Konu ahlaksa konu ister istemez inançlara doğru kayıyor.
 
Konu ahlaksa konu ister istemez inançlara doğru kayıyor.
Sence inançsız biri ahlaksız mı oluyor peki? Neyin doğru neyin yanlış, neyin kötü neyin iyi olduğunu ayırt edemiyorlar mı? İnançsız olan biri bunların farkına varabiliyorsa da konunun inançlarla ne kadar bağlantısı olabilir?

Bu soruları sana uzata uzata sorabilirim istersen. Bir kültürün inancına göre evlenen bakire kızlarla ilk önce baba, baba yoksa erkek kardeş, erkek kardeş de yoksa şef önce birlikte oluyor. Onların inancına göre bu doğru olan bir şey, peki "insani" yönden bakarsak bundaki doğruluk payı nedir? İnançlar insanları bunlara sürüklüyorsa, inançlar sağlıklı bir kafa yapısına sahip olmaya engel değil mi? Daha bunun gibi onlarca örnek var ve hepsi de gerçek...

İnançlar değil. Empati, vicdan ve sorgulama yeteneği insanların farkındalığını ve ahlakını oluşturur.
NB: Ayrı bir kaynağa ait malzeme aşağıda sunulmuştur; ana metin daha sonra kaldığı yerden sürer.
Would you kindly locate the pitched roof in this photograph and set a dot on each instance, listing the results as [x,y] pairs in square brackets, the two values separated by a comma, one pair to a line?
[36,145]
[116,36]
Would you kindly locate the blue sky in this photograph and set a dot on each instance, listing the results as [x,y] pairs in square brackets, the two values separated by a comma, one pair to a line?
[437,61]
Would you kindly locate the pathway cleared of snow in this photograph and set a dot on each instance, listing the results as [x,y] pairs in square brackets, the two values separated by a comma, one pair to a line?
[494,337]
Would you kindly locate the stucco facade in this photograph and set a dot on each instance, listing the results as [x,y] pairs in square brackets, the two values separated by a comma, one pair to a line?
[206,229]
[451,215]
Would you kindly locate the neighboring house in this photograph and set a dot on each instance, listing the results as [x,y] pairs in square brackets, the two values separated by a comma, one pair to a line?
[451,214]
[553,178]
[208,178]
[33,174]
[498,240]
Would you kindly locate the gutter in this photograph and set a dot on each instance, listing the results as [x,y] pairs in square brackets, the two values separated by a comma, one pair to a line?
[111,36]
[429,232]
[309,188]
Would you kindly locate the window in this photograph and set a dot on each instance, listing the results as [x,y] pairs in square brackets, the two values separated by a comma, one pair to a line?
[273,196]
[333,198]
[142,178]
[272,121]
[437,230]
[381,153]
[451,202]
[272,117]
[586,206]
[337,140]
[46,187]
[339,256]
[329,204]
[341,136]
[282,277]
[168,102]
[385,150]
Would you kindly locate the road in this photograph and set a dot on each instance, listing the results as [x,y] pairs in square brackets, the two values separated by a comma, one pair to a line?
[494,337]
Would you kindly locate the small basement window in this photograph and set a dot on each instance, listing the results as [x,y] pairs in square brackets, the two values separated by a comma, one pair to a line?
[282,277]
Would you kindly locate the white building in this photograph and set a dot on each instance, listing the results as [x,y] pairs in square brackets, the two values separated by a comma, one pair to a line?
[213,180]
Bunlara sahip olmayanları da başkalarının kafasını "ahlak" algısı nedeniyle sırf onunla aynı şeyi düşünmediği için keserken görüyoruz. Geçmişte kendilerinden farklı olanları ateşte yakanları da biliyoruz...
 
Son düzenleme:
  • Beğen
İfadeler: WTC
Sence inançsız biri ahlaksız mı oluyor peki? Neyin doğru neyin yanlış, neyin kötü neyin iyi olduğunu ayırt edemiyorlar mı? İnançsız olan biri bunların farkına varabiliyorsa da konunun inançlarla ne kadar bağlantısı olabilir?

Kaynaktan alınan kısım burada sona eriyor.